Kenapa faktor Keluarga sangat penting? Ulasan dibawah ini kiranya akan menjawab kurang lebihnya kenapa keluarga menjadi sangat penting sebagai landasan atau dasar  untuk  membentuk  kepribadian yang baik.
  1. Berikan perhatian yang cukup untuk anak-anak dan anggota keluarga kita. Luangkan banyak waktu  untuk memberikan perhatian kepada anak-anak kita, untuk sekedar berbagi, menjadi teman dan sahabat anak-anak kita untuk berdiskusi dan juga memecahkan masalah-masalah yang sedang mereka hadapi saat ini. Jangan bersikap acuh tak acuh, karena kemungkinan bisa menyebabkan anak anak kita mencari pelarian dalam komunitas lingkungan yang lainnya yang lebih membuat mereka nyaman, namun pada akhirnya akan memunculkan hal-hal yang tidak diingingkan seperti terjerumus kedalam lingkungan pergaulan yang mengarah pada hal yang negatif seperti penggunaan obat-obat terlarang, genk-genk-an yang pada akhirnya berbuntut tawuran.
  2. Membangun kepercayaan dan juga mejalin komunikasi yang hangat dan penuh kasih sayang dengan anak-anak kita.
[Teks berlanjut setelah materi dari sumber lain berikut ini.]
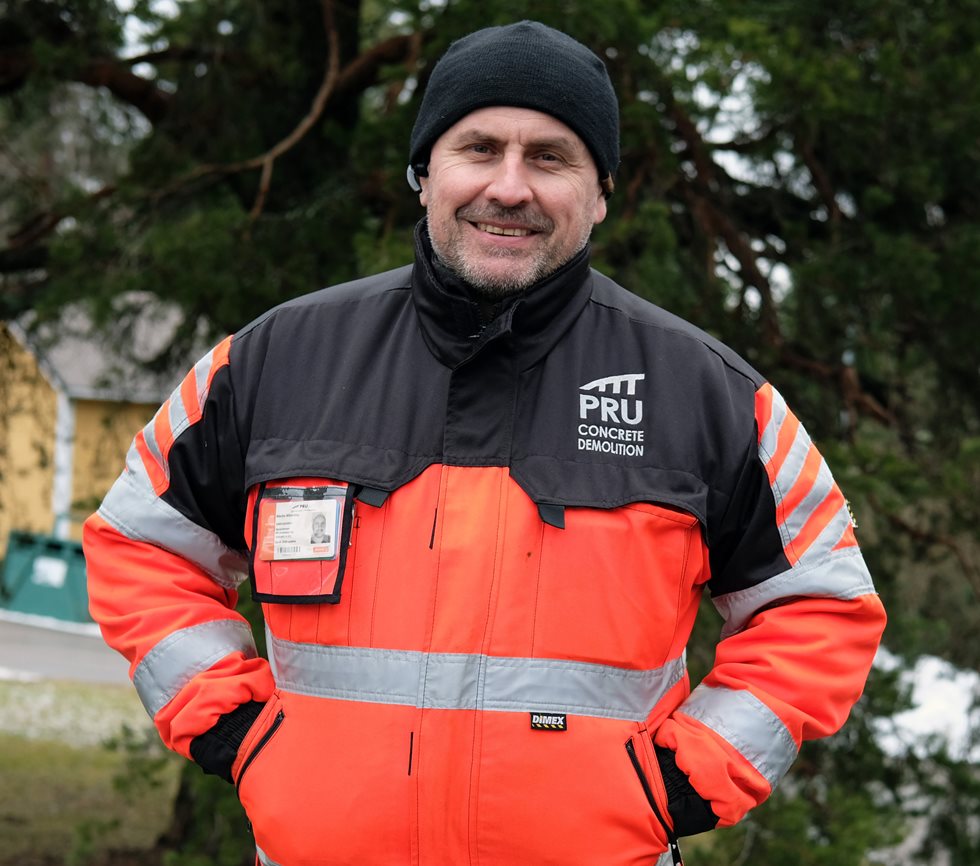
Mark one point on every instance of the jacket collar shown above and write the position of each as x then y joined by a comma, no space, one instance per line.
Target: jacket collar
534,320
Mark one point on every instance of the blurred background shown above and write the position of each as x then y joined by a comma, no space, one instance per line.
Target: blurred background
800,179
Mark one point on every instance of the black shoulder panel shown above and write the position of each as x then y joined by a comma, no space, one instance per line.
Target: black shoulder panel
339,383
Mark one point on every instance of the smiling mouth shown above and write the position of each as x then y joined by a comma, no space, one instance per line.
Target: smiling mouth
498,230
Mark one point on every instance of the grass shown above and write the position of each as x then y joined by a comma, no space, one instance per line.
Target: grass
81,774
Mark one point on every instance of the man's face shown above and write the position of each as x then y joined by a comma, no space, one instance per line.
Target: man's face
512,194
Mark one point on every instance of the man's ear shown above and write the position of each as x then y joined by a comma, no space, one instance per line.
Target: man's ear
600,209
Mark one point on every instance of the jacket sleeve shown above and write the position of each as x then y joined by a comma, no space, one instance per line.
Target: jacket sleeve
802,623
165,554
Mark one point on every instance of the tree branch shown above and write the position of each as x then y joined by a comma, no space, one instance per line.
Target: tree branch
266,160
970,570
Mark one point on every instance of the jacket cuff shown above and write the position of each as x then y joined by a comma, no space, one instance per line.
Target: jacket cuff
215,750
689,811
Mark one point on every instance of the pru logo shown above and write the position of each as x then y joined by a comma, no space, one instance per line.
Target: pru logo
610,412
615,401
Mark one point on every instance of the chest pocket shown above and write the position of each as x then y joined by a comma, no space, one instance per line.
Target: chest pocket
300,538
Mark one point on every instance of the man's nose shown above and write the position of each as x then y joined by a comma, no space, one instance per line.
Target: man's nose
510,185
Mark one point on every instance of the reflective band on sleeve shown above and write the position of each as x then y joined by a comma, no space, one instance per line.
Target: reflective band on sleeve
182,655
843,574
811,514
134,510
748,724
466,682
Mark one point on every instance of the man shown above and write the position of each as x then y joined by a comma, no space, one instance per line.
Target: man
532,475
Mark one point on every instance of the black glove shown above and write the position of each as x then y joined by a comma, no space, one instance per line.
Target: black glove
689,811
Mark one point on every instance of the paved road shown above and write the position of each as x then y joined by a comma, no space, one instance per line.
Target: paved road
32,651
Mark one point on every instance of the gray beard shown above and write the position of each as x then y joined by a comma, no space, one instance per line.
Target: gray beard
491,287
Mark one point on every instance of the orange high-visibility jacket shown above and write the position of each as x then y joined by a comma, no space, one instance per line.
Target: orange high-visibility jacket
480,550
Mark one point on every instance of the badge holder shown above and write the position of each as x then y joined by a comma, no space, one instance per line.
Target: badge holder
300,540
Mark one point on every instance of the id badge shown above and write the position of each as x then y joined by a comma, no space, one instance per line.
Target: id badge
300,543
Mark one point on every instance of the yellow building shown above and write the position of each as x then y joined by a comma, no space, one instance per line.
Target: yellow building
69,407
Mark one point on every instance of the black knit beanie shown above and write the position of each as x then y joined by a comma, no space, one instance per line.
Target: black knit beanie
526,65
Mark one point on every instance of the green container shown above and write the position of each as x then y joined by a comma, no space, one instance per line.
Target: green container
44,576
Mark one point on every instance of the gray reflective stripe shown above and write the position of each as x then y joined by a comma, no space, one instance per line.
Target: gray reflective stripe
183,654
265,859
132,508
150,437
769,436
823,545
842,575
748,724
461,681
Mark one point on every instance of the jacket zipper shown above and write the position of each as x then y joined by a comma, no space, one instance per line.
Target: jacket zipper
276,722
675,848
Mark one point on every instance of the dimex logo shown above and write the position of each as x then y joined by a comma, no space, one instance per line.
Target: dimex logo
610,412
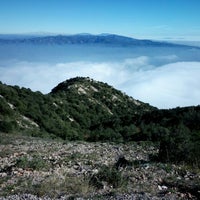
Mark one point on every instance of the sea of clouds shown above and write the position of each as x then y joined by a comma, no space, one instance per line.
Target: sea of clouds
165,81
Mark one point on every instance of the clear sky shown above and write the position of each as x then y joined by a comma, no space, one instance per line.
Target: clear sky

Dengan komunikasi yang terjalin baik kita akan mudah memberikan nasehat-nasehat dan wejangan tentang hal kebaikan, norma agama atau norma sosial kepada anak anak kita. Mana yang boleh dilakukan dan mana yang tidak boleh dilakukan. Dengan komunikasi yang hangat dan penuh kasih sayang serta perhatian tentunya akan lebih mudah kita lakukan dan anak akan muncul kesadaran otonom atau tanpa paksaan dalam melakukan sesuatu. Berbeda kalo komunikasi yang kita jalankan dalam keluarga bersifat otoriter tentunya anak akan semakin memberontak.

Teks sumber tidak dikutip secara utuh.